Arriscando as “dez mais” aqui – algumas, com comentários:
1) Selvagem (a música que ainda me impacta, pelo peso que tem, em letra e música – ali Bi e Barone provam porque são os grandes de seus instrumentos em sua geração)
2) Alagados
3) Meu erro
4) Quase um segundo (“É preciso ter muita coragem pra deixar na reta como o Herbert”, disse Renato Russo)
5) O Calibre (algo pós-acidente a lista precisava ter – e é a letra mais simbólica que Herbert poderia cantar para marcar a volta, mesmo que feita antes do desastre)
6) Perplexo
7) Pólvora
8) Lourinha Bombril (o símbolo da capacidade da banda para ser pop-todo-mundo-canta-junto)
9) O Rio Severino
10) Vai valer (agradável sinal de maturidade)
E fica uma dica de pensata para o site: o que diabos os Paralamas do Sucesso têm que outras bandas da geração não têm? Por quê eles “escapam” das críticas e revisionismos cada vez mais acerbos que a “geração 80” tem sofrido? Por quê não se vê ninguém falando “já deviam ter acabado” como se fala, vá lá, dos Titãs?

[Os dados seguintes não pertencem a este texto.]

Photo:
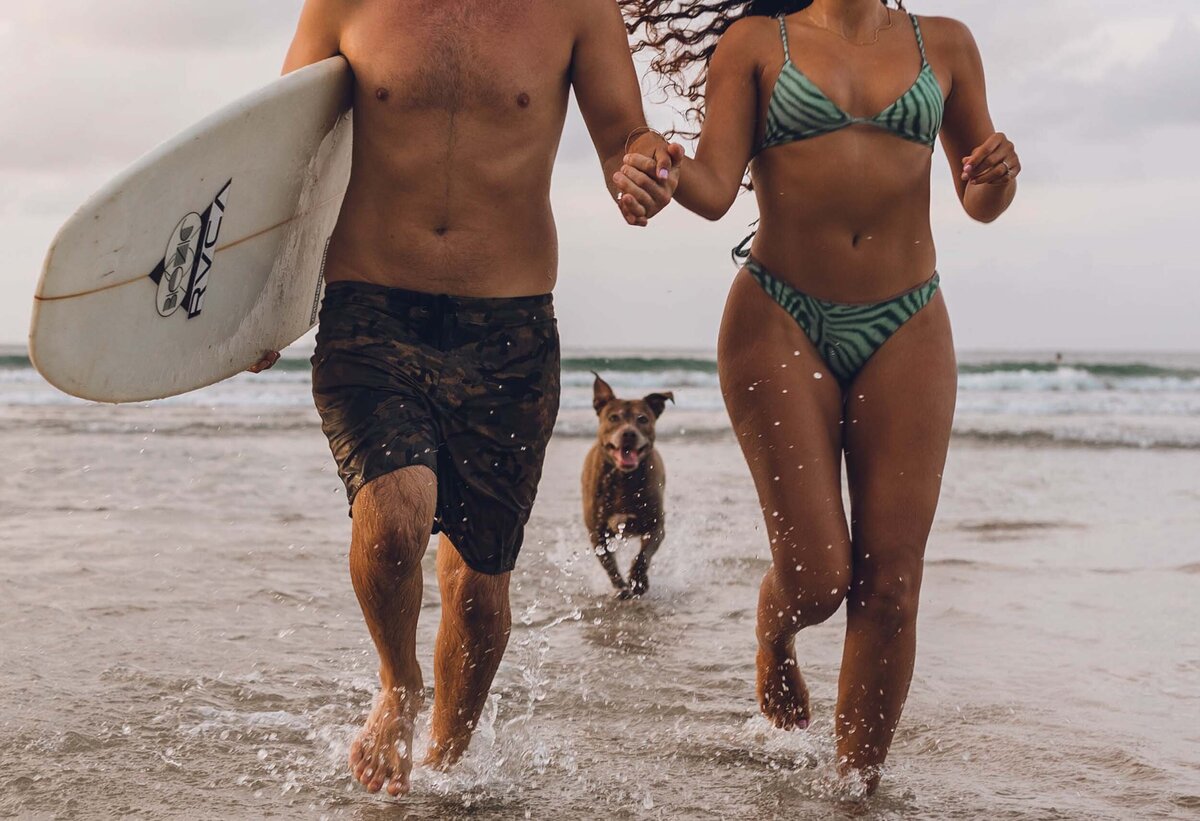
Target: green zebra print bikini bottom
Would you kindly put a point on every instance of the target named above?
(846, 336)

Rapaz, eu acho que é porque eles abdicaram do rock – como estilo único – já no terceiro disco. E porque sempre foram excelentes músicos, com talento que vai muito além do rock. Daí, mesmo que pertençam a uma geração – a dos anos 1980 – eles conseguem ficar acima do resto, entende. Basta comparar com as outras duas grandes bandas da época, – Titãs e Legião – para ver como é fácil escolher a melhor.

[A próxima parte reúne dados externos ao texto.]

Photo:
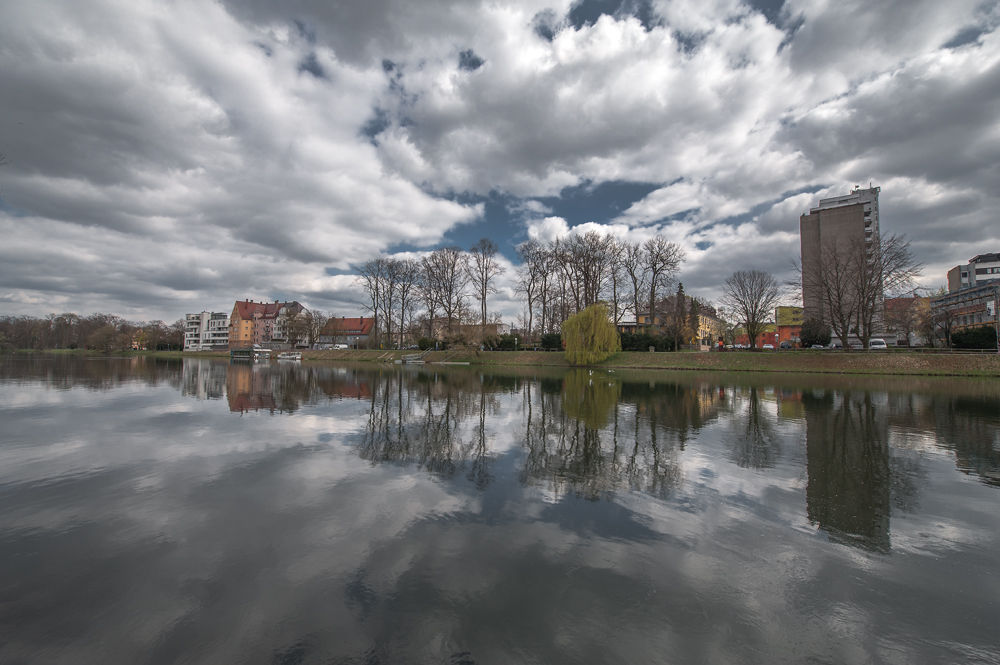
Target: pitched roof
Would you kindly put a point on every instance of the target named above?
(245, 309)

Obrigado pelo ótimo Top 10.
Por essa visão, faz sentido. Por outra, acho que todas essas bandas, e mais algumas poderiam ser consideradas “as melhores da geração” no meio da refrega (virada dos anos 1980/1990): os Titãs lançaram quatro discos históricos e se notabilizavam como oito pessoas de inteligência atraente (talvez pretensiosa demais, mas atraente), enquanto a Legião, se penava em qualidade musical, tinha um sujeito que “vencia a tudo” – citando o lema da banda – para se destacar, para virar um dos grandes símbolos daquela década na música do Brasil – claro, Renato Russo. Só o tempo, sempre ele, foi desequilibrando a pendenga a favor dos três elementos. Muitas das bandas dos ’80 foram vencidas pelo tempo e seus efeitos. Renato Russo morreu, e a Legião Urbana jamais se sustentaria sem ele. Além das defecções, os Titãs cometeram muitos, muitos erros de lá para cá. E os Paralamas mantiveram uma… linha de conduta. Errada ou certa, mas uma linha coerente. E de mais a mais, sempre é bonito ver uma amizade que dura há 38 anos, por mais que a qualidade musical não seja a mesma.